For hundreds of thousands of years, trees have provided all kinds of benefits to humanity. Millions of us use wood as fuel, we rely on their fruits and oils, and our houses are wood-framed. We climb them as children, and sit in their shade to escape the heat. But in the past few decades, our focus has increasingly shifted to the importance of trees in regulating regional hydrology1, global climate2 and the global carbon cycle3 as we continue to pump greenhouse gases into the atmosphere. Studies published in this issue (page 441) and the past six months in Nature Geoscience4,5,6,7,8 highlight that some of the environmental factors thought to control forest dynamics and productivity act in ways quite different than we might have expected, or sometimes not at all.

Terrestrial ecosystems store about three times as much carbon as resides in the atmosphere, and forests are the largest terrestrial carbon sink3. Understanding what regulates the carbon dynamics of forests brings us into the complex, knotty realm of ecology. A tangle of different factors control the growth of a plant and the dynamics of a plant community: the availability of nutrients such as nitrogen or iron, temperature, ozone and CO2 concentrations, water availability, competition and herbivory, and the biodiversity present in a community.

There is still much to understand about the individual elements in this tangle. We are finding surprises even in relationships we thought we understood fairly well. For example, evidence that tropical tree growth may not be fertilized by increasing atmospheric CO2 concentrations4 went against expectations. But we have even more to learn about the potentially complex interactions among a variety of environmental and ecological factors. These interactions can lead to unexpected effects. For example, CO2, water, and nitrogen act in a variety of combinations to jointly limit plant productivity in a grassland5.

The ecological controls over forest carbon dynamics can be intertwined with the evolutionary strategies that species employ. For example, species that have evolved to survive and deter the spread of forest fires predominate in Eurasian boreal forests. But in North America, the dominant species burn readily, fuel more intense forest fires and create landscapes free of competition where new seedlings thrive6. Evolution shapes these differences, which result in distinct regional climate feedbacks.
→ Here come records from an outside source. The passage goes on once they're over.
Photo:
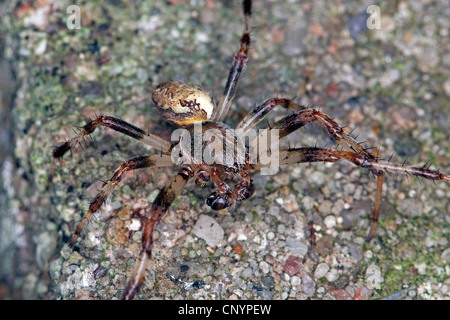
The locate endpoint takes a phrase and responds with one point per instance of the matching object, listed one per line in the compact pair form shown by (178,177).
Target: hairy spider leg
(159,207)
(357,155)
(239,62)
(259,112)
(117,125)
(293,122)
(108,188)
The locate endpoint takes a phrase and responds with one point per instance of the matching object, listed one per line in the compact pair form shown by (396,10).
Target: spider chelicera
(188,107)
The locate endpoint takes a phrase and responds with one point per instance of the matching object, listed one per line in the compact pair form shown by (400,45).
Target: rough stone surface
(390,85)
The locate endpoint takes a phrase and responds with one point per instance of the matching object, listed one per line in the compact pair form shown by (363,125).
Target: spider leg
(260,111)
(159,207)
(108,188)
(312,154)
(239,62)
(117,125)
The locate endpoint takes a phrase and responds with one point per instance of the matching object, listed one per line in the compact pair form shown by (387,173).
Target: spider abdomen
(181,104)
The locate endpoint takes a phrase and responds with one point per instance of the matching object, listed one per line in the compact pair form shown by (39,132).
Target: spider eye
(182,105)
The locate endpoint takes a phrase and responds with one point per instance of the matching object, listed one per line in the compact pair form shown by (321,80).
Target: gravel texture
(390,84)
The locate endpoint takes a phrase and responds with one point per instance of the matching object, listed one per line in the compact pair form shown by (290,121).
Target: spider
(189,108)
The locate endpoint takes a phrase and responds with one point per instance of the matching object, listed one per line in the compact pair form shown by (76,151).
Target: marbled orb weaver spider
(186,106)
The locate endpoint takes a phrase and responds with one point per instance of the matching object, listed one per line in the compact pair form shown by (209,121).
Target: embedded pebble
(321,270)
(333,275)
(296,246)
(330,221)
(292,265)
(309,286)
(373,277)
(209,230)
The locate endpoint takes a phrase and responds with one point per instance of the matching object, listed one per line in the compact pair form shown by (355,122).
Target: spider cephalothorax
(203,147)
(181,104)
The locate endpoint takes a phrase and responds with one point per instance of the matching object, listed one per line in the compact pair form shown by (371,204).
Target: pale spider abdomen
(181,104)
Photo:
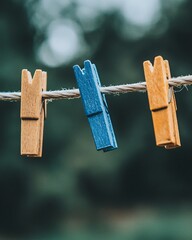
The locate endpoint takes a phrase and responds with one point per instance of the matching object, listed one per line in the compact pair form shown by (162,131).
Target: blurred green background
(138,192)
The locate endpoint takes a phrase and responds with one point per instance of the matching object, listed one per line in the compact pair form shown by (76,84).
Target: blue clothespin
(95,106)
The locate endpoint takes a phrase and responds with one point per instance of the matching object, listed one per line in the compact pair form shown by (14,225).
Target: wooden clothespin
(95,106)
(33,112)
(162,103)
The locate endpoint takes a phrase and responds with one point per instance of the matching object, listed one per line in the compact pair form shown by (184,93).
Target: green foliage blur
(137,192)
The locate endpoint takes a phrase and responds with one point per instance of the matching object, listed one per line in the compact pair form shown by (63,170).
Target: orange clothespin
(33,112)
(162,103)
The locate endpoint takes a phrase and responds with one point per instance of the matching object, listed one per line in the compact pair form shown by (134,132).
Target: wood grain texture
(162,103)
(32,113)
(95,107)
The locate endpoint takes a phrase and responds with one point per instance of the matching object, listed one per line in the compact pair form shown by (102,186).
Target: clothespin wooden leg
(162,106)
(32,113)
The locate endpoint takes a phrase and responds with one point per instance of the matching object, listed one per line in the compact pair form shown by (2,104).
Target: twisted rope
(74,93)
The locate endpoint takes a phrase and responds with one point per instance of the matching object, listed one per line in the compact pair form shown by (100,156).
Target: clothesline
(118,89)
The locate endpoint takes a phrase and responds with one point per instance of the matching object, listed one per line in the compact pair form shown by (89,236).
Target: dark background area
(138,191)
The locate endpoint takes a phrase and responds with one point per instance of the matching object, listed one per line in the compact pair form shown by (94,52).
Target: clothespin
(95,106)
(33,112)
(162,103)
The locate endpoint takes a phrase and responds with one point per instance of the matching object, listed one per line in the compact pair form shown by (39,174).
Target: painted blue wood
(95,106)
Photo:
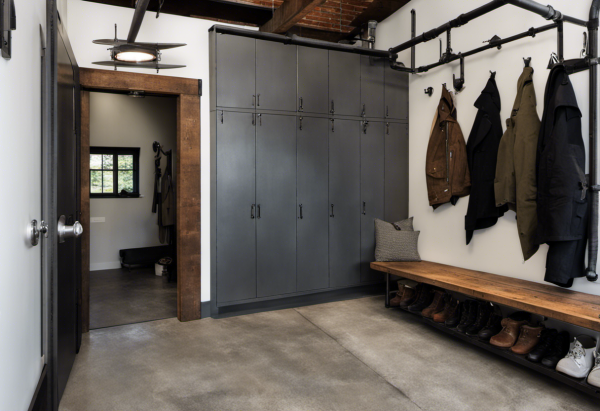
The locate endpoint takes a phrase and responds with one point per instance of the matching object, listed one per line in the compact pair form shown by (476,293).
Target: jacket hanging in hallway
(515,183)
(562,200)
(447,172)
(482,153)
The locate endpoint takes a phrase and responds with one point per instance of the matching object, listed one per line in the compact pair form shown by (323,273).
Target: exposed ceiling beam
(288,14)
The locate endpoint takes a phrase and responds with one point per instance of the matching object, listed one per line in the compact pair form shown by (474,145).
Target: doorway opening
(133,274)
(128,146)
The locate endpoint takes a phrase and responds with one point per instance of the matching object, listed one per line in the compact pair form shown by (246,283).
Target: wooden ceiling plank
(288,14)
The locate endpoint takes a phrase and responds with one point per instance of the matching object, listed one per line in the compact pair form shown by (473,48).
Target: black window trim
(116,151)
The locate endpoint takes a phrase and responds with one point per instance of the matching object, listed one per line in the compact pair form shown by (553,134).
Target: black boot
(425,299)
(543,347)
(493,325)
(483,315)
(559,348)
(469,316)
(455,319)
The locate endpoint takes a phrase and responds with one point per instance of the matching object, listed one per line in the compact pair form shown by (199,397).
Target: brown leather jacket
(446,165)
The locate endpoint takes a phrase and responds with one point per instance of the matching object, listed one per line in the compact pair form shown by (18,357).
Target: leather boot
(529,337)
(436,306)
(544,346)
(425,298)
(493,325)
(409,296)
(483,315)
(469,316)
(509,334)
(449,309)
(454,319)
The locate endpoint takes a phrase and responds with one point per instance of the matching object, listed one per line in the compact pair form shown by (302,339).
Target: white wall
(89,21)
(442,239)
(20,137)
(117,120)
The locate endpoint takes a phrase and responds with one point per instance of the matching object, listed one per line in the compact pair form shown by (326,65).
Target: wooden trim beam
(288,14)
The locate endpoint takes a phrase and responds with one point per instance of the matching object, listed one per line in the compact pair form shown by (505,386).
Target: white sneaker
(594,377)
(580,359)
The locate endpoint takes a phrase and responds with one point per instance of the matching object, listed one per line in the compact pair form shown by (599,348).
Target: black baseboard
(39,402)
(295,301)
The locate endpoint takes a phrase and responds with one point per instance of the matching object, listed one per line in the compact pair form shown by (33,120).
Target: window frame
(115,152)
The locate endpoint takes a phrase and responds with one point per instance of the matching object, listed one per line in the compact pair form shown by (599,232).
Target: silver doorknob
(68,231)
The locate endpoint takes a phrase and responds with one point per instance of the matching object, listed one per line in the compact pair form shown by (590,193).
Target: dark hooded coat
(562,200)
(447,172)
(482,153)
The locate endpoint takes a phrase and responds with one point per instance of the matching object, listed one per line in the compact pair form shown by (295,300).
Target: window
(114,172)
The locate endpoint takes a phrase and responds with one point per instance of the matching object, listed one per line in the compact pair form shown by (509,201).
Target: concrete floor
(120,296)
(350,355)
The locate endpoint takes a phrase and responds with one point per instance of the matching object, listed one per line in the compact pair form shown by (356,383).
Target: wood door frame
(188,93)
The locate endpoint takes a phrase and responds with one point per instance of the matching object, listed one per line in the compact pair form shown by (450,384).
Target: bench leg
(387,290)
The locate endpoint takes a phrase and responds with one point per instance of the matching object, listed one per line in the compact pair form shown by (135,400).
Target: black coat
(562,200)
(482,153)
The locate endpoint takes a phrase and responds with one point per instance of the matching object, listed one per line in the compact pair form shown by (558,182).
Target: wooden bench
(561,304)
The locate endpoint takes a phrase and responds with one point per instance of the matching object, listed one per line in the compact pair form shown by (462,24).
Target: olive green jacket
(515,183)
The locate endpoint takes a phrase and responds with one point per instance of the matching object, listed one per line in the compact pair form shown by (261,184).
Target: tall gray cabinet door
(275,76)
(236,232)
(344,83)
(372,171)
(313,80)
(313,204)
(276,204)
(396,94)
(344,199)
(371,86)
(236,71)
(396,172)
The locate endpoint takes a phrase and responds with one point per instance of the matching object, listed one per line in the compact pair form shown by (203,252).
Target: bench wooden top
(561,304)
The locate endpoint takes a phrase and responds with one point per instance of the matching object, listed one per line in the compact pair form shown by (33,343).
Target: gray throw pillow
(404,225)
(392,244)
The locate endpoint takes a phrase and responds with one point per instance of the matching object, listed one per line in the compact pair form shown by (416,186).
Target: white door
(21,353)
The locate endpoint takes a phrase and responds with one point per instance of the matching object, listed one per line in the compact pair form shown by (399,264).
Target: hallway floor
(120,296)
(349,355)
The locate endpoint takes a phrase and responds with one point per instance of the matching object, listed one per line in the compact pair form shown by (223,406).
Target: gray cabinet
(372,173)
(344,83)
(396,94)
(276,204)
(236,240)
(372,86)
(312,204)
(275,76)
(396,172)
(344,199)
(313,80)
(235,71)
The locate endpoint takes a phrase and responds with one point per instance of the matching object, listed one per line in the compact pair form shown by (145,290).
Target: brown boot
(410,295)
(508,336)
(528,339)
(449,310)
(436,306)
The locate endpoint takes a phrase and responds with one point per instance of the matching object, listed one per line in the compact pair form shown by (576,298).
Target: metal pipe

Rapid ongoing changes to the regional and global environment are already having noticeable effects on the ecology of forests. Models remain some of our best tools for projecting how these changes may feed back, although it is difficult to constrain ecological complexities sufficiently well to confidently incorporate them into regional and global models. So researchers have had to simplify. For example, most global vegetation models exclude factors such as nitrogen or phosphorus limitation in their simulations of the global carbon cycle. As a consequence, these simulations can vastly overestimate the amount of carbon taken up and stored by forests in the future (page 441).

In the models, it will be impossible to factor in all the intricate interactions between biological, chemical and physical components of ecosystems. We must keep working to identify the most significant ones, and tractable ones such as physiologically based drought thresholds of tree mortality8. Then we just have to ensure that our more dire projections don't come to pass.